# What to plug POV with



## asleepz (Feb 24, 2004)

What should I plug my POV opening with I got my boost controller finally


----------



## Zen31ZR (Mar 24, 2004)

SKD_Tech said:


> What should I plug my POV opening with I got my boost controller finally


 _Morepower2_ suggested a pipe plug. This subject has been covered already , I would suggest looking a few pages back. I'm not gonna be a search fiend like some of the mods here , but in this case I _know_ the information is contained in this section. I personally used a 1 inch (or 1 1/4 , I forget) adjustable rubber freeze plug , which is tightened into place with a nut on the outter side. Cost me $3 or so at Pep-boys. MP2 suggested a pipe plug , but that's a bit more specific on thread size.


----------



## asleepz (Feb 24, 2004)

alright thanks man


----------



## morepower2 (Apr 19, 2002)

SKD_Tech said:


> What should I plug my POV opening with I got my boost controller finally


You can use the factory plug that the NA cars have in place of the POV.


----------



## Zen31ZR (Mar 24, 2004)

morepower2 said:


> You can use the factory plug that the NA cars have in place of the POV.

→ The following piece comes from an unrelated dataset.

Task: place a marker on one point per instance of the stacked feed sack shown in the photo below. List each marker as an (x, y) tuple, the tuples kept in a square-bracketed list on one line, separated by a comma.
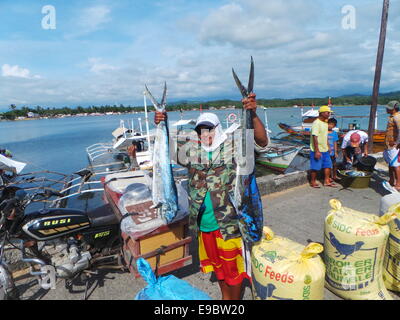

 Ahah , I wondered about that. Never seen under the hood of an NA car yet.......


----------



## asleepz (Feb 24, 2004)

me neither. Lol I would do that if they had one around here that wasn't demolished from a head on collision


----------



## JakeMonkey (Feb 3, 2004)

Go into local Home Depot/Lowes and ask for a 1" NPT plug. pay for/ steal it, then install. Turn up boost, and smile.


----------



## asleepz (Feb 24, 2004)

1" NPT. What does NPT stand for?


----------



## Marc Z31 (Jul 25, 2004)

it's just pipe thread. N...something... Pipe Thread


----------



## asleepz (Feb 24, 2004)

alright cool

thanks guys

Budget Tuning.... You can't go wrong


----------



## Zen31ZR (Mar 24, 2004)

Marc Z31 said:


> it's just pipe thread. N...something... Pipe Thread


 The official definition is _National Pipe Thread_


----------



## asleepz (Feb 24, 2004)

lol.


Rabid Moderator.. Better stay away he might bite


----------



## Zen31ZR (Mar 24, 2004)

SKD_Tech said:


> lol.
> 
> 
> Rabid Moderator.. Better stay away he might bite


 Right now I just bark a lot........


----------